Peak load is the expected maximum number of simultaneous requests, such as during a specific time period
Think time is the time between requests issued by a single user. It is used to calculate simultaneous requests based on the estimated number of concurrent users.
For example, 100 concurrent users with a 5 second think time and a 1 second expected page latency will yield 17 pages/sec. 17 pages/second with 2 MDEX Engine queries per page will yield 34 ops/sec for the expected performance of the MDEX Engine. This means that to support 100 concurrent users in this application, the MDEX Engine must perform at 34 ops/sec.
In another example, if your implementation includes a load balancer serving four application servers, and two MDEX Engines with another load balancer, the following calculations provide you with the estimated performance for each of the MDEX Engines:
600 concurrent users are distributed across 4 application servers. This means 150 users per server.
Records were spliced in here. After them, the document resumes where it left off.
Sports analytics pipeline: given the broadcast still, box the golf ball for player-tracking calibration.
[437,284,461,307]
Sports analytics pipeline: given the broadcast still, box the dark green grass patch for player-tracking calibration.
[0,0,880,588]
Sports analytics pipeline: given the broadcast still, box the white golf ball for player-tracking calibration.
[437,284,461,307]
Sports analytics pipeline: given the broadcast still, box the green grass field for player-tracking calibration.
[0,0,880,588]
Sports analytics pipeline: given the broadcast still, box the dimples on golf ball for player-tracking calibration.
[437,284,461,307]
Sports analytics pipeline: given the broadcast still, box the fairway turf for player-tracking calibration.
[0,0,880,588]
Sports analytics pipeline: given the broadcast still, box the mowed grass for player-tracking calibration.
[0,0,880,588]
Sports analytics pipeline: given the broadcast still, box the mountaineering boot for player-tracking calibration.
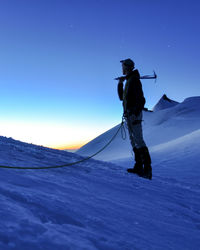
[127,147,144,176]
[139,147,152,180]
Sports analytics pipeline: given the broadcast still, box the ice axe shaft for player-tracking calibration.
[114,71,157,81]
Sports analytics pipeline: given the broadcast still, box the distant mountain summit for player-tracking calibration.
[153,94,179,112]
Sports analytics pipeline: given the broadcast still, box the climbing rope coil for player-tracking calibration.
[0,117,126,170]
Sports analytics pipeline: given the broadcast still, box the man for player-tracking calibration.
[118,59,152,179]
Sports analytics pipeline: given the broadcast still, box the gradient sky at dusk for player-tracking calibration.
[0,0,200,148]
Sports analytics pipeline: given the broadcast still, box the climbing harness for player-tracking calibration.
[0,117,126,170]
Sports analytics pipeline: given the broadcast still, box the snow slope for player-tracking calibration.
[0,97,200,250]
[77,97,200,161]
[153,95,178,112]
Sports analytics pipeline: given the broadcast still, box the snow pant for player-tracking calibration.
[126,112,146,149]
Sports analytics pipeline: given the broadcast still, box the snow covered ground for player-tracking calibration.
[0,97,200,250]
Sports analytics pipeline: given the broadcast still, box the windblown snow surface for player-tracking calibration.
[0,97,200,250]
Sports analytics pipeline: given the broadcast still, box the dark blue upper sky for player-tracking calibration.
[0,0,200,147]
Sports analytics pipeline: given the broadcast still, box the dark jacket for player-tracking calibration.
[118,70,145,116]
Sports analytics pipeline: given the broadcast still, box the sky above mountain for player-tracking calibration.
[0,0,200,148]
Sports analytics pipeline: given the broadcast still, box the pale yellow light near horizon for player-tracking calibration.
[0,121,108,149]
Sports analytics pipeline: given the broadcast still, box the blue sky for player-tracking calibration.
[0,0,200,148]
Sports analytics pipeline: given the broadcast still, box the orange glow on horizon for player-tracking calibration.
[51,142,86,150]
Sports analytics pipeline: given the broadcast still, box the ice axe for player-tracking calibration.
[114,71,157,82]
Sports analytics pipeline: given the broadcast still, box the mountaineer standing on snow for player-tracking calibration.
[118,59,152,179]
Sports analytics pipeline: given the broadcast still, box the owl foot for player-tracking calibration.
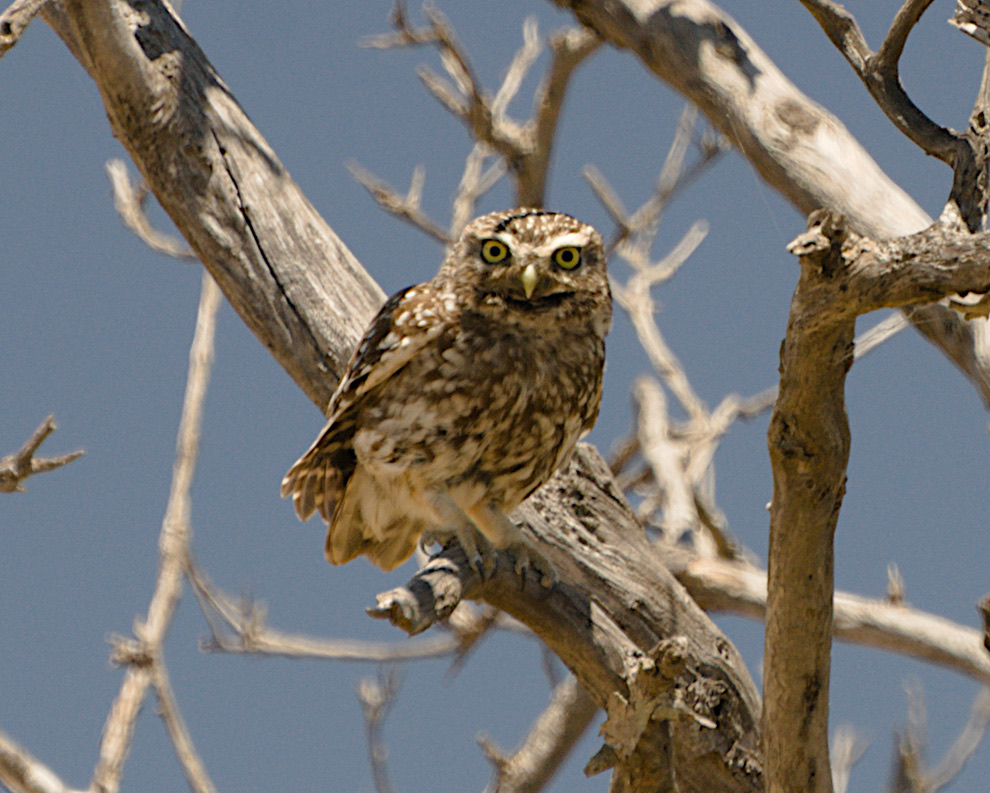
[420,526,497,580]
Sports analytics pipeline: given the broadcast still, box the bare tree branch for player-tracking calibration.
[42,0,384,410]
[680,553,990,685]
[0,0,48,58]
[106,159,197,261]
[832,725,869,793]
[554,0,990,405]
[365,5,600,206]
[91,273,221,793]
[369,445,761,791]
[763,209,990,793]
[801,0,959,166]
[151,653,217,793]
[0,730,80,793]
[478,675,598,793]
[187,564,462,662]
[0,416,84,493]
[347,163,452,245]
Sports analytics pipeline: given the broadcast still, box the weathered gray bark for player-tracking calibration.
[554,0,990,406]
[763,205,990,793]
[38,0,760,791]
[372,444,762,791]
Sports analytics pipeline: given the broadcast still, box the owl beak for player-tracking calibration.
[519,264,539,300]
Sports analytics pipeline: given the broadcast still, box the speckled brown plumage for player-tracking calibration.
[282,209,611,582]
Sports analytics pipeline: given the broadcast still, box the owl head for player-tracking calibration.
[436,209,611,335]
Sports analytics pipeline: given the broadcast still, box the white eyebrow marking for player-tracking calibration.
[533,231,591,256]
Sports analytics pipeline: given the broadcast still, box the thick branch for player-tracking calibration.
[672,559,990,686]
[48,0,384,409]
[801,0,961,165]
[0,0,48,57]
[0,416,83,493]
[36,0,759,791]
[554,0,990,405]
[763,226,855,793]
[372,445,761,791]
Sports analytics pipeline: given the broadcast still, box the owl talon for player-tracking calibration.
[509,542,557,589]
[420,528,496,580]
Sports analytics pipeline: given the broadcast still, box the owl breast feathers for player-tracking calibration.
[282,209,611,572]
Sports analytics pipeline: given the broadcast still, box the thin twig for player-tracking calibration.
[927,688,990,793]
[347,163,451,245]
[0,730,79,793]
[364,5,600,204]
[91,273,221,793]
[105,159,199,261]
[357,667,400,793]
[670,558,990,685]
[478,675,598,793]
[0,416,83,493]
[151,655,217,793]
[187,563,461,662]
[831,724,870,793]
[0,0,48,57]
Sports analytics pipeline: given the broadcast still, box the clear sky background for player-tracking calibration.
[0,0,990,793]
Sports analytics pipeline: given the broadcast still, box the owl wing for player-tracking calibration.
[282,284,447,523]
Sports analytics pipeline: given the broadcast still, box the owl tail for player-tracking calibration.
[282,444,352,523]
[326,466,426,570]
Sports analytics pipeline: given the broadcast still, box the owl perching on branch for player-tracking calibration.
[282,209,612,586]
150 users divided by 5 (4 sec think time and 1 sec expected page latency) yields 30 simultaneous page views per server.
30 page views with 2 MDEX Engine queries per page yield 60 MDEX Engine queries per server.
60 queries per server multiplied by 4 application servers yield 240 queries total.
240 queries are sent to the load balancer that distributes them across two MDEX Engines. Each MDEX Engine serves 120 queries.
This means that to support 100 concurrent users in this application, each MDEX Engine must perform at 120 ops/sec.
To summarize, you can use these recommendations to identify the number of connections (equal to the number of simultaneous requests in these examples) that you need to provide to Eneperf to achieve the desired MDEX Engine performance.